A evolução da clínica não reflete na sala de aula? Descubra como a Assistência Terapêutica (AT) atua na escola e em casa para gerar autonomia.

Há uma queixa que ouvimos com frequência e que gera uma angústia profunda nos pais. É a sensação de “telefone sem fio”. A família diz: “Mas na terapia ele faz tudo direitinho!” A escola diz: “Aqui ele não consegue acompanhar, não para sentado e não socializa.” E os pais ficam no meio desse tiroteio, sentindo-se impotentes. Eles tentam explicar para a professora o que a psicóloga disse, tentam aplicar em casa o que viram na internet, mas parece que as pontas não se unem.

É frustrante investir tempo e dinheiro em terapias de consultório e sentir que, na “vida real” (na sala de aula barulhenta ou na rotina de casa), a evolução não acontece.

É para resolver esse abismo que existe a Assistência Terapêutica (AT).

Consultório x Vida Real: O Desafio da Generalização:

Imagine que seu filho está aprendendo a jogar futebol. No consultório, é como se ele treinasse chutar a bola sozinho, em um campo silencioso, com um treinador dedicado só a ele. É claro que ele vai acertar o gol!

Mas a escola e a vida social são o “dia do jogo”. Tem torcida gritando, tem adversário empurrando, tem chuva, tem regra mudando. Muitas crianças têm o que chamamos de dificuldade de generalização. Elas aprendem a habilidade no ambiente controlado (clínica), mas não conseguem aplicá-la no ambiente caótico (escola/casa).

O Assistente Terapêutico (AT) é o profissional que entra em campo junto com a criança. Ele não fica na clínica. Ele vai onde a vida acontece. 

É por isso, que aqui no Ambiente Sol, projetamos um espaço de desenvolvimento e prática, onde a criança aprende e testar essas novas habilidades em um local preparado para reproduzir desafios de convivência, mas com o acolhimento profissional necessário.

O AT na Escola: Muito mais que um “Cuidador”

Muitos pais (e escolas) confundem o AT com um “monitor” ou “babá de luxo”, alguém que está ali apenas para garantir que a criança não se machuque. Isso é um erro imenso.
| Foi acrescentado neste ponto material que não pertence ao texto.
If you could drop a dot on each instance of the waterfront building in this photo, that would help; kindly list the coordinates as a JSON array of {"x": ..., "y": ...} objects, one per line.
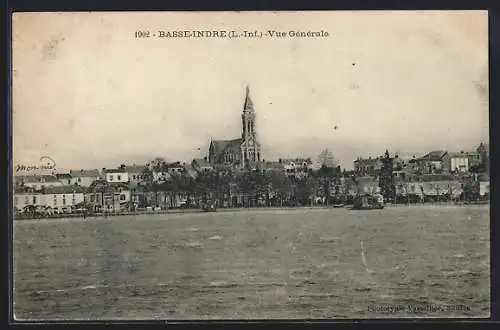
[
  {"x": 84, "y": 177},
  {"x": 457, "y": 162},
  {"x": 37, "y": 182},
  {"x": 368, "y": 166},
  {"x": 202, "y": 164},
  {"x": 117, "y": 175},
  {"x": 434, "y": 162},
  {"x": 240, "y": 152},
  {"x": 136, "y": 173}
]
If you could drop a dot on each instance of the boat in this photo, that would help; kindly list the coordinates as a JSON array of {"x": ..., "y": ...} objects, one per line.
[{"x": 368, "y": 202}]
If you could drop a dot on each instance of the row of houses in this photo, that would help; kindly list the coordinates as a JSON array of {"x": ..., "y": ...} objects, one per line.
[
  {"x": 119, "y": 196},
  {"x": 434, "y": 162}
]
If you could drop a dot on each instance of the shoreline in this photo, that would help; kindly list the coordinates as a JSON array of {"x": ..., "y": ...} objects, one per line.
[{"x": 253, "y": 209}]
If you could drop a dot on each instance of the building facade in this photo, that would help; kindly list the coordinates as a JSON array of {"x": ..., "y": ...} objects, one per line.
[{"x": 241, "y": 152}]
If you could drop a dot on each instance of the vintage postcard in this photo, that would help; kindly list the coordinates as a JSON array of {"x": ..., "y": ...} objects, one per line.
[{"x": 250, "y": 165}]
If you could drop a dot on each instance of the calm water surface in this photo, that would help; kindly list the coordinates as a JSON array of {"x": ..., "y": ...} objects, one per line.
[{"x": 337, "y": 263}]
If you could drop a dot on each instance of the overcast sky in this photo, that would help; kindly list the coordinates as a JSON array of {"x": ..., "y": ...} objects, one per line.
[{"x": 87, "y": 93}]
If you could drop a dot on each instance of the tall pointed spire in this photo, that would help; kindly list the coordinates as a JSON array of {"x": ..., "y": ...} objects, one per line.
[{"x": 248, "y": 106}]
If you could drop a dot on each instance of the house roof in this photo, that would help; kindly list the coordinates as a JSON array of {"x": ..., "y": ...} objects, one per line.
[
  {"x": 483, "y": 178},
  {"x": 63, "y": 176},
  {"x": 308, "y": 161},
  {"x": 438, "y": 177},
  {"x": 25, "y": 190},
  {"x": 459, "y": 154},
  {"x": 271, "y": 166},
  {"x": 70, "y": 189},
  {"x": 220, "y": 146},
  {"x": 367, "y": 160},
  {"x": 135, "y": 168},
  {"x": 190, "y": 171},
  {"x": 38, "y": 178},
  {"x": 92, "y": 173},
  {"x": 201, "y": 162},
  {"x": 434, "y": 156}
]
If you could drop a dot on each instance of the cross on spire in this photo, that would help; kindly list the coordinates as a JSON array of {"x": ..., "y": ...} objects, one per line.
[{"x": 248, "y": 106}]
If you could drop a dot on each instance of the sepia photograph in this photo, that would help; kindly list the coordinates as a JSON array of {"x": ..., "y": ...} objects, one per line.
[{"x": 250, "y": 165}]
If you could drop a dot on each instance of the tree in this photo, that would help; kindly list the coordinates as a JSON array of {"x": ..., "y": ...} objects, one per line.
[{"x": 325, "y": 158}]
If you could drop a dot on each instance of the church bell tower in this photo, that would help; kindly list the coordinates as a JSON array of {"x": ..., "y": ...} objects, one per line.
[{"x": 250, "y": 146}]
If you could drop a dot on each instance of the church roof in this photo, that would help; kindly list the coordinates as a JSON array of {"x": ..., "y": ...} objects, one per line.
[
  {"x": 248, "y": 105},
  {"x": 222, "y": 145}
]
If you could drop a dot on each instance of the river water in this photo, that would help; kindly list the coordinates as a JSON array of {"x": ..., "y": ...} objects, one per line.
[{"x": 259, "y": 264}]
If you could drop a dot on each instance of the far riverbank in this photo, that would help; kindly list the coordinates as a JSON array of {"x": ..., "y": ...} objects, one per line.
[{"x": 252, "y": 209}]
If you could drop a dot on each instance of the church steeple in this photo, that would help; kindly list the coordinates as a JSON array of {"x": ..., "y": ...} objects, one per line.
[{"x": 248, "y": 105}]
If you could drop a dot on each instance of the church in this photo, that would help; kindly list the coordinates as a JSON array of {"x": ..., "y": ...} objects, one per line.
[{"x": 243, "y": 152}]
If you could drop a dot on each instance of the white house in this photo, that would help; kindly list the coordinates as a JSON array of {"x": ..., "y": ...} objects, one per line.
[
  {"x": 117, "y": 176},
  {"x": 297, "y": 167},
  {"x": 83, "y": 177},
  {"x": 38, "y": 182},
  {"x": 63, "y": 196},
  {"x": 459, "y": 162},
  {"x": 136, "y": 173},
  {"x": 55, "y": 197},
  {"x": 25, "y": 196}
]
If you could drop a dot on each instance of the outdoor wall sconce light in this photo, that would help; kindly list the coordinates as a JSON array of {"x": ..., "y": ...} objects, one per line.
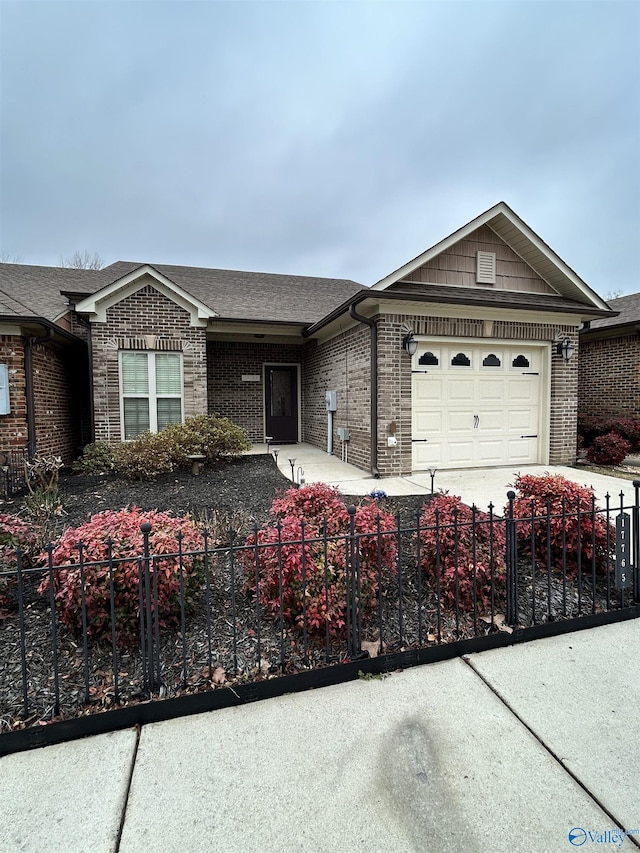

O AT é um profissional técnico (geralmente da psicologia ou pedagogia) que atua como uma ponte viva. O papel dele na escola é:

  1. Traduzir o Diagnóstico: Ajudar o professor a entender que aquele comportamento não é “manha”, ou ´´preguiça“, mas sim uma desregulação sensorial, e mostrar como agir na hora.
  2. Adaptar o Meio: Se a criança não copia do quadro, o AT cria estratégias (pistas visuais, tempo estendido) para que ela consiga produzir.
  3. Mediação Social: Em vez de isolar a criança, o AT facilita a interação dela com os colegas no recreio, ensinando as regras sociais na prática.

O objetivo do AT não é fazer pela criança, mas dar o suporte para que ela aprenda a fazer sozinha e, eventualmente, não precise mais dele.

E como ajuda na Rotina de Casa?

Mesmo que o AT atue principalmente no contexto escolar ou social, o impacto na casa é imediato. Sabe aquela sensação de “eu falo, mas ninguém escuta”? O AT resolve isso criando Coerência.

Ele alinha a linguagem de todos. Se a estratégia para lidar com a birra na escola é “X”, o AT orienta a família a usar a estratégia “X” em casa também. Ele traz para os pais a visão real do que acontece fora de casa, sem filtros, e ajuda a montar uma rotina, bem como manejos práticos na esfera familiar que converse com a rotina escolar.

Quem amarra as pontas?

Uma criança atípica ou com dificuldades de aprendizagem costuma ter uma equipe multidisciplinar que se estrutura em torno de 3 a 5 profissionais, entre eles fonoaudiólogo, psicólogo, neurologista, pedagogo, psicomotricista, família, escola: se cada um puxar a corda para um lado, o nó não desata.

O Assistente Terapêutico funciona como o “Maestro” dessa orquestra. Ele garante que a escola saiba o que a fonoaudióloga está trabalhando, por exemplo, e que os pais saibam como reforçar o que a escola pediu. 

Conclusão

Se você sente que seu filho tem potencial, mas “trava” quando sai do consultório; ou se você sente que a escola não está sabendo lidar com as características dele, talvez não falte terapia. Talvez falte mediação.

O AT é o elo perdido que transforma o tratamento clínico em autonomia para a vida.